Solo van fluyendo infinitas y frías sombras sin sentido, que me hacen temblar y, el temor me invade dejándome paralizado, sin poder mover mi propia materia.
Los miembros superiores e inferiores intentan levantar los dedos de las manos y de los pies, pero todo me resulta inútil porque me quedé totalmente inmóvil.
Solo mis ojos se abren y cierran, dejando así, grabadas en mi cabeza el recuerdo de esta eterna negrura tan azabache, tan renegrida que logra transformar mi cuarto en una zona oscura, prolongándose en sombras profundas en cada objeto que tengo en ella. Y en un abrir y cerrar los ojos, esa misma oscuridad me abraza y todo parece haber concluido con mi propio existir.

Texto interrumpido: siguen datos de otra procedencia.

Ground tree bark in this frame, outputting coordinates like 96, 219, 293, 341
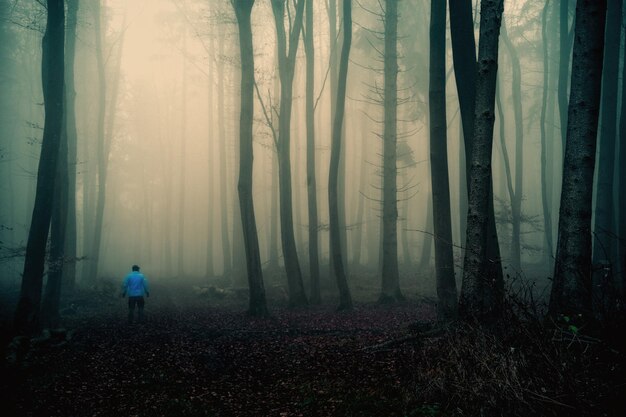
378, 0, 404, 303
501, 22, 524, 274
593, 0, 622, 276
233, 0, 268, 317
448, 0, 503, 296
549, 0, 606, 318
272, 0, 308, 307
459, 0, 504, 320
63, 0, 80, 293
428, 0, 457, 321
304, 0, 322, 304
539, 0, 555, 266
14, 0, 65, 334
328, 0, 352, 310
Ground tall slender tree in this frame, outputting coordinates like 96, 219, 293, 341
459, 0, 504, 319
549, 0, 607, 318
304, 0, 322, 304
14, 0, 65, 334
539, 0, 556, 265
272, 0, 308, 306
379, 0, 404, 303
428, 0, 457, 320
232, 0, 268, 316
500, 22, 524, 273
328, 0, 352, 310
63, 0, 80, 292
448, 0, 503, 288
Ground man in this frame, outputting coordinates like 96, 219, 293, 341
122, 265, 150, 324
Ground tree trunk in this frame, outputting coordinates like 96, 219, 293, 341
14, 0, 65, 334
379, 0, 404, 303
428, 0, 457, 320
549, 0, 606, 318
328, 0, 352, 310
539, 0, 554, 267
217, 41, 233, 278
593, 0, 622, 280
84, 1, 107, 281
448, 0, 503, 296
63, 0, 79, 293
304, 0, 322, 304
500, 22, 524, 273
616, 9, 626, 298
460, 0, 504, 319
448, 0, 476, 242
176, 28, 187, 279
272, 0, 308, 307
233, 0, 268, 317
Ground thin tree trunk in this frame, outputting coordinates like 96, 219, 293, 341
501, 22, 524, 273
549, 0, 606, 318
557, 0, 572, 154
448, 0, 503, 296
176, 29, 187, 279
62, 0, 79, 293
460, 0, 504, 319
539, 0, 555, 267
14, 0, 65, 334
379, 0, 404, 303
217, 40, 232, 278
233, 0, 268, 317
272, 0, 308, 307
328, 0, 352, 310
593, 0, 622, 276
304, 0, 322, 304
428, 0, 457, 320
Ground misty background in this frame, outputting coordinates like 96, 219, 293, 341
0, 0, 560, 293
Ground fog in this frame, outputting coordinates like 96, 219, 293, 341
0, 0, 562, 292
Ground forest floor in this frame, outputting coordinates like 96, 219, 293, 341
0, 280, 626, 417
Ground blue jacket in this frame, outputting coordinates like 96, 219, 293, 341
122, 271, 150, 297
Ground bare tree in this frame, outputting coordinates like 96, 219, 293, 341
460, 0, 504, 319
549, 0, 607, 317
328, 0, 352, 310
14, 0, 65, 334
272, 0, 308, 306
593, 0, 622, 282
428, 0, 457, 320
379, 0, 404, 303
232, 0, 268, 316
304, 0, 322, 304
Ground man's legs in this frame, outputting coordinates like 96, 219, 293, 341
137, 297, 144, 322
128, 297, 137, 324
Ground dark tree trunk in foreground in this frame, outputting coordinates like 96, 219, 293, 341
272, 0, 308, 306
448, 0, 503, 290
379, 0, 404, 303
328, 0, 352, 310
233, 0, 267, 316
593, 0, 622, 280
14, 0, 65, 334
428, 0, 457, 320
460, 0, 504, 319
549, 0, 606, 318
304, 0, 322, 304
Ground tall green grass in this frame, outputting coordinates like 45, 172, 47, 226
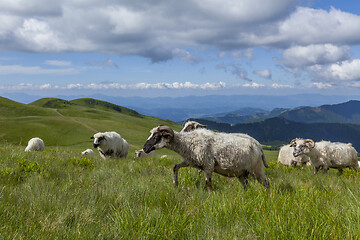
0, 144, 360, 239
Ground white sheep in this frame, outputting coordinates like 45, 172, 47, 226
81, 148, 95, 156
180, 121, 270, 169
25, 137, 45, 152
143, 125, 268, 189
278, 144, 309, 167
290, 138, 359, 174
135, 149, 155, 158
91, 132, 129, 159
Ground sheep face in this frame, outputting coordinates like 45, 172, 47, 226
290, 138, 315, 157
143, 125, 174, 153
91, 134, 106, 148
181, 121, 206, 132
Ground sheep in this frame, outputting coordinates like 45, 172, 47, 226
290, 138, 359, 174
25, 137, 45, 152
180, 121, 206, 132
135, 149, 155, 158
278, 144, 309, 167
180, 121, 270, 170
81, 148, 95, 156
143, 125, 268, 190
91, 132, 129, 160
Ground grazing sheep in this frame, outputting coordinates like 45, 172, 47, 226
278, 144, 309, 167
135, 149, 155, 158
91, 132, 129, 159
180, 121, 270, 169
81, 148, 95, 156
180, 121, 206, 132
25, 137, 45, 152
143, 125, 268, 190
290, 138, 359, 174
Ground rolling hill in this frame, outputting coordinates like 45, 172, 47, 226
0, 98, 181, 150
191, 117, 360, 152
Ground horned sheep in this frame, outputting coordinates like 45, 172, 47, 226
25, 137, 45, 152
278, 144, 309, 167
290, 138, 359, 174
143, 125, 268, 190
91, 132, 129, 159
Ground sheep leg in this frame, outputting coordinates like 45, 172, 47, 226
205, 171, 212, 191
314, 166, 320, 175
238, 171, 249, 190
173, 161, 189, 187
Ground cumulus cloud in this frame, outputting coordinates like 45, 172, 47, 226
86, 59, 119, 68
281, 44, 351, 67
271, 83, 294, 89
0, 62, 80, 75
242, 82, 265, 88
308, 59, 360, 84
45, 60, 71, 67
0, 82, 226, 90
254, 69, 271, 79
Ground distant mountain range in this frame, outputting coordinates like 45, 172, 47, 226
191, 100, 360, 152
203, 100, 360, 124
188, 117, 360, 152
1, 93, 360, 124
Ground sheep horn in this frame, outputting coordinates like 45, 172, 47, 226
158, 125, 174, 137
290, 138, 296, 147
305, 139, 315, 148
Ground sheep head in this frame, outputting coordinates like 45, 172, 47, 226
91, 133, 106, 148
181, 121, 206, 132
290, 138, 315, 157
143, 125, 174, 153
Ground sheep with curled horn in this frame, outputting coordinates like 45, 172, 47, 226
143, 125, 269, 190
290, 138, 359, 174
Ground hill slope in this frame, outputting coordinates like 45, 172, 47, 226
0, 98, 181, 149
196, 117, 360, 152
279, 101, 360, 123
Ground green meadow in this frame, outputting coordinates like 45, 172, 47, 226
0, 98, 360, 239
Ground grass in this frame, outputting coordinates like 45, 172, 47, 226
0, 144, 360, 239
0, 98, 360, 239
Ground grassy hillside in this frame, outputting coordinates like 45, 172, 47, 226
0, 98, 181, 154
0, 145, 360, 239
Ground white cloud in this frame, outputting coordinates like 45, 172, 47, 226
0, 65, 80, 75
45, 60, 71, 67
313, 82, 332, 89
307, 59, 360, 84
281, 44, 350, 67
271, 83, 294, 89
254, 69, 271, 79
0, 82, 226, 90
242, 82, 265, 88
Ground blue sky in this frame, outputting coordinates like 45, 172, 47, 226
0, 0, 360, 97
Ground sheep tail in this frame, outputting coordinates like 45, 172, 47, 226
261, 150, 270, 168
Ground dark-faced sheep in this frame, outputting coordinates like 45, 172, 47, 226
25, 137, 45, 152
143, 125, 268, 189
290, 138, 359, 174
91, 132, 129, 159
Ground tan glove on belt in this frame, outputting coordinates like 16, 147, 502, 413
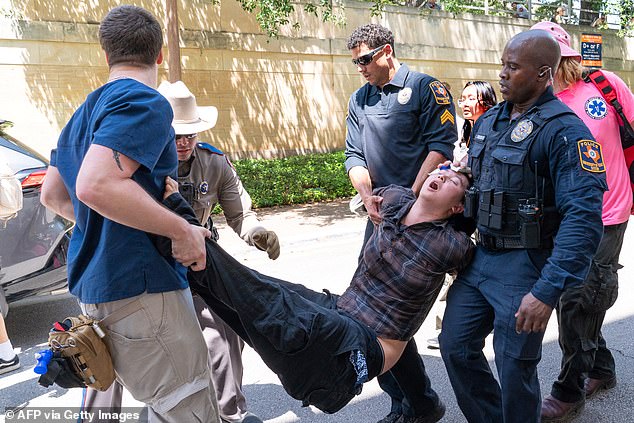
251, 228, 280, 260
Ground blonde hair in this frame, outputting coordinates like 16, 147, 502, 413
557, 57, 583, 88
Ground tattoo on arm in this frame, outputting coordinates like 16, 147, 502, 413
112, 150, 123, 172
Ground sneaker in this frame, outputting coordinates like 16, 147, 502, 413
396, 400, 445, 423
376, 411, 402, 423
242, 411, 264, 423
427, 337, 440, 350
0, 354, 20, 375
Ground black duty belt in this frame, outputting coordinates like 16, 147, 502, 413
475, 231, 553, 251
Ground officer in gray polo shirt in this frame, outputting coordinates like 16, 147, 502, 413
346, 24, 458, 423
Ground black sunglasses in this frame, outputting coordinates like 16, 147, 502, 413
352, 44, 387, 66
176, 134, 198, 141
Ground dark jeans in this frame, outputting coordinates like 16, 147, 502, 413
359, 219, 439, 416
377, 339, 439, 416
439, 247, 550, 423
551, 222, 627, 402
188, 240, 383, 413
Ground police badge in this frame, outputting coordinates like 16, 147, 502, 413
511, 119, 533, 142
397, 87, 412, 105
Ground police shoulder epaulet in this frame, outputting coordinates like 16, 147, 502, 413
196, 142, 225, 156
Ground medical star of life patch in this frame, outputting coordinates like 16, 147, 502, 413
584, 97, 608, 119
440, 109, 456, 125
429, 81, 450, 105
577, 140, 605, 173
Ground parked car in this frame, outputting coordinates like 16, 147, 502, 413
0, 120, 73, 316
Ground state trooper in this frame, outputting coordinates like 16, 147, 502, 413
159, 81, 280, 423
83, 81, 280, 423
439, 30, 606, 423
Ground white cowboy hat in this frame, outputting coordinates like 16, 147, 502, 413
158, 81, 218, 135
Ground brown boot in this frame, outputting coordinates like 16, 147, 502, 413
542, 395, 586, 423
584, 376, 616, 399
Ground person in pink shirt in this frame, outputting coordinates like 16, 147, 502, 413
531, 22, 634, 422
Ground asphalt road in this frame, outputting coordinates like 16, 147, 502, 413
0, 202, 634, 423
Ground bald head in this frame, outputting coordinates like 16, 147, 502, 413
506, 29, 561, 73
500, 30, 561, 114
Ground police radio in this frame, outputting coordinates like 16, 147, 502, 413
462, 185, 478, 219
517, 162, 543, 248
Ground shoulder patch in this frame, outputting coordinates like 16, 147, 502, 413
440, 109, 456, 125
196, 142, 225, 156
429, 81, 450, 105
577, 140, 605, 173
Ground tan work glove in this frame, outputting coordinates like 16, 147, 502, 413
251, 228, 280, 260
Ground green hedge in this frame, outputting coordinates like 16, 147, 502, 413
222, 151, 356, 208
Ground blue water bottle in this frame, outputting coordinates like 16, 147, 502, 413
33, 350, 53, 375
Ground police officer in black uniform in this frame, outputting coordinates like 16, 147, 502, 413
440, 30, 606, 423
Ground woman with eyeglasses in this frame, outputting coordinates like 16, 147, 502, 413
455, 81, 497, 162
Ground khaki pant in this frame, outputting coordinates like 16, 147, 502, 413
80, 289, 219, 423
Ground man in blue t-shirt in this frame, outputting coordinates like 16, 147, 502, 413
41, 6, 219, 422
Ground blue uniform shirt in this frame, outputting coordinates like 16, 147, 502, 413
346, 65, 457, 188
470, 88, 607, 307
51, 79, 187, 304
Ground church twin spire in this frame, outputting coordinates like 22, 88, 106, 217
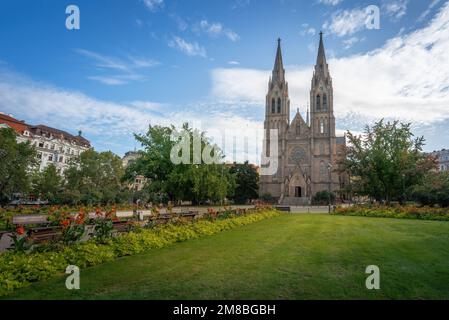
315, 32, 329, 78
272, 39, 285, 83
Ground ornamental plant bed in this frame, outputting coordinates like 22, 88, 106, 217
0, 209, 282, 296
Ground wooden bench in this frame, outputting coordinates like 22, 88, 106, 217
12, 214, 49, 226
179, 211, 199, 221
112, 221, 130, 233
150, 213, 172, 224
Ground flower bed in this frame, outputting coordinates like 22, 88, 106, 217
0, 209, 282, 296
333, 206, 449, 221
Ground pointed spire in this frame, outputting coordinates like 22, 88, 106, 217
315, 32, 327, 75
306, 102, 310, 126
316, 32, 326, 65
272, 38, 285, 83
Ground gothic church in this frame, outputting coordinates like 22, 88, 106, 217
260, 33, 345, 205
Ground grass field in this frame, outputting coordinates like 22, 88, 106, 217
8, 215, 449, 299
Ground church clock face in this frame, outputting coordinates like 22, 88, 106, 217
289, 147, 306, 164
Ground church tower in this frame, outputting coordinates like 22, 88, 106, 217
261, 39, 290, 197
310, 32, 338, 193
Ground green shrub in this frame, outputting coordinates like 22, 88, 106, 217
0, 209, 282, 296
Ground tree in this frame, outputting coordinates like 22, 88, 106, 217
230, 161, 259, 204
33, 165, 62, 203
0, 128, 37, 205
341, 120, 435, 203
63, 150, 130, 205
125, 124, 235, 203
313, 190, 336, 205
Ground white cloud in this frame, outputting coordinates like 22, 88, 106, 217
382, 0, 409, 21
0, 69, 262, 163
75, 49, 160, 86
199, 20, 240, 42
212, 3, 449, 123
343, 37, 365, 50
318, 0, 343, 6
168, 36, 207, 58
418, 0, 441, 21
142, 0, 164, 12
299, 23, 316, 36
323, 8, 367, 37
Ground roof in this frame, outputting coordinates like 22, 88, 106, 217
0, 112, 90, 147
30, 124, 90, 147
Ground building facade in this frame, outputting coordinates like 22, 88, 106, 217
122, 151, 147, 191
260, 33, 346, 205
431, 149, 449, 172
0, 113, 91, 174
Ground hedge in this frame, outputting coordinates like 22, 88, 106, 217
333, 206, 449, 221
0, 210, 282, 296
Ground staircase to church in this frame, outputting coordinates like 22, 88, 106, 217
281, 197, 310, 206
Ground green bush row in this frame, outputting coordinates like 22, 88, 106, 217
334, 206, 449, 221
0, 210, 281, 296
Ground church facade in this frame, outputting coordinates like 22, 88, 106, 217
260, 33, 345, 205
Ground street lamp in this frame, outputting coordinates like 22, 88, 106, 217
327, 162, 332, 213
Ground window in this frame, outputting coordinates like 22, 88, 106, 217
320, 119, 324, 134
320, 161, 327, 179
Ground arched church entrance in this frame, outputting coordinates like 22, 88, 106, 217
289, 172, 307, 198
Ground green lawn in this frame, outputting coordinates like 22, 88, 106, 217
3, 215, 449, 299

Cuando abro los ojos me doy cuenta de que me quedé dormido bajo una extrema tensión nerviosa de terror espeluznante.
Fue allí que me di cuenta de que tímidamente por la ventana iba entrando una tenue luz muy frágil y débil; aún en ese instante que me siento entre dormido, no sé de dónde se refleja. Esto me hace ver más seguro y me lleno de valor y dejó de cerrar los ojos. Me atrevo y experimentando una dulce paz y armonía al verla ¡A ella! mirándome por ese ventanal.
La luna que se cuelga en un cielo inmenso y azul, meneándose de un lado al otro brillando y corriendo a mis miedos nocheros.
Entonces muy pero muy levemente mis dedos, mis manos, mis pies hasta lograr mover los brazos y las piernas por completo. Me doy vuelta y observo que la habitación, aunque oscura, la luz que se filtra desde el exterior, pelea por mí; con aquella oscuridad y sus maquiavélicas sombras. Entonces entre sueños y deseos, miedos y esperanzas, creo volverme a dormir.
El susto quedó para siempre impregnado en mi ser, hasta en mi estado onírico luchaba preso de una sombra que me intimidaba y perseguía, solo para mostrarme que su soledad era tan inmensamente eterna como la luna. Al rayar el sol por aquella misma ventana, el día irrumpió atrevido por ella despejando toda oscuridad fantasmal, todo vestigio de sombra que aún podía quedar. Entonces escuché la voz de mi mamá llamándome a desayunar se hacía tarde para ir al colegio. Pegue un gran saltó de mi cama, despreocupado, alegre, genuino. Y…, al abrir la puerta de mi habitación las sombras pululaban por doquier por todos los rincones de la casa, la puerta se cerró tras de mí y me fundí con ellas.
Había entrado en una dimensión desconocida presa de una noche sin fin. Todo lo frágil del mundo en que vivía, aquí en este ambiguo lugar se convirtió en algo enigmático y eterno que ensombrece el tiempo que discurre con máxima inmediatez. Extemporáneamente todo se detiene y todo comienza una vez más.